Cérebros em miniatura ajudam a tratar doenças mentais

Pesquisadores conseguiram utilizar células-tronco para criar versões menores de cérebros humanos em placas de petri. Os cérebros em miniatura podem ser utilizados para melhorar o tratamento de pacientes com doenças psiquiátricas, pois permitem testar previamente a reação à medicação receitada.

Os pesquisadores publicaram hoje seus achados no periódico Nature Methods. Anteriormente, já era possível utilizar células-tronco para se criar neurônios. No entanto, o teste de medicamentos psicoativos em neurônios isolados não oferece boa indicação de como esses remédios serão recebidos pelo paciente.

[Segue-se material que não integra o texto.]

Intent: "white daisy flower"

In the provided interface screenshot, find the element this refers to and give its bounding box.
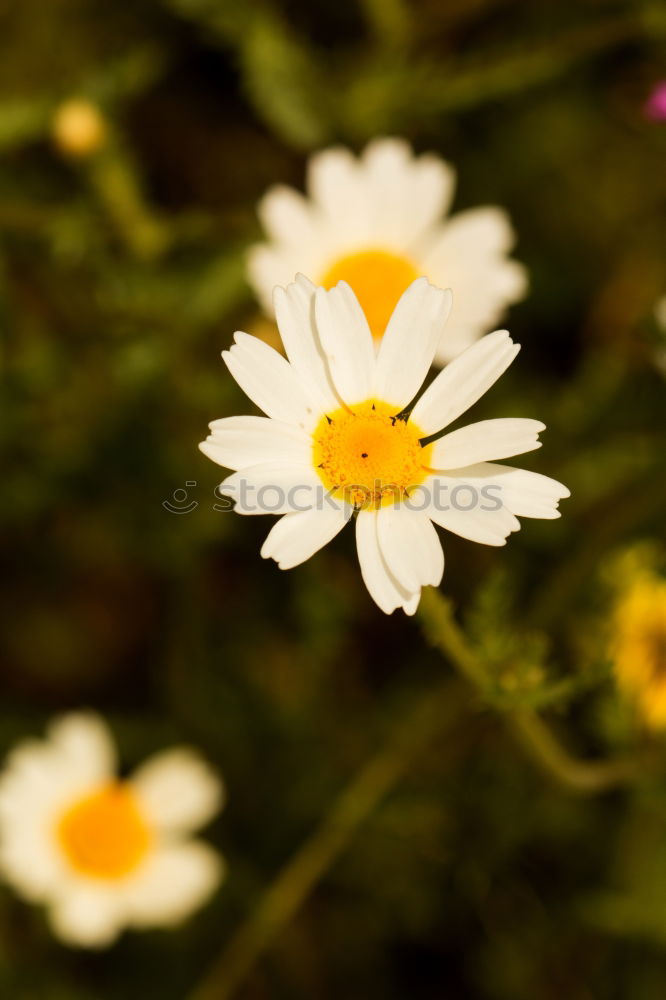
[0,713,223,948]
[199,275,569,614]
[248,139,527,365]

Isso porque muitas doenças desse tipo são resultados de problemas de interação entre neurônios, não dos neurônios em si.

Ao longo do desenvolvimento desse estudo, porém, os pesquisadores conseguiram utilizar as células-tronco para criar não apenas neurônios individuais, mas pequenos complexos tridimensionais de neurônios e células da glia (as células que envolvem os neurônios).

Além desse processo ser mais simples que métodos anteriores, o fato de ele produzir uma versão menor de um cérebro humano deve permitir que cientistas estudem os efeitos de fatiamentos cerebrais de forma controlada, quando o processo for melhor desenvolvido..

Embora os pesquisdores admitam que os complexos neurais formados são muito menos intricados que verdadeiros cérebros humanos, eles acreditam que seu uso para auxiliar a receita de medicações a pacientes com doenças psiquiátricas deve acontecer em breve.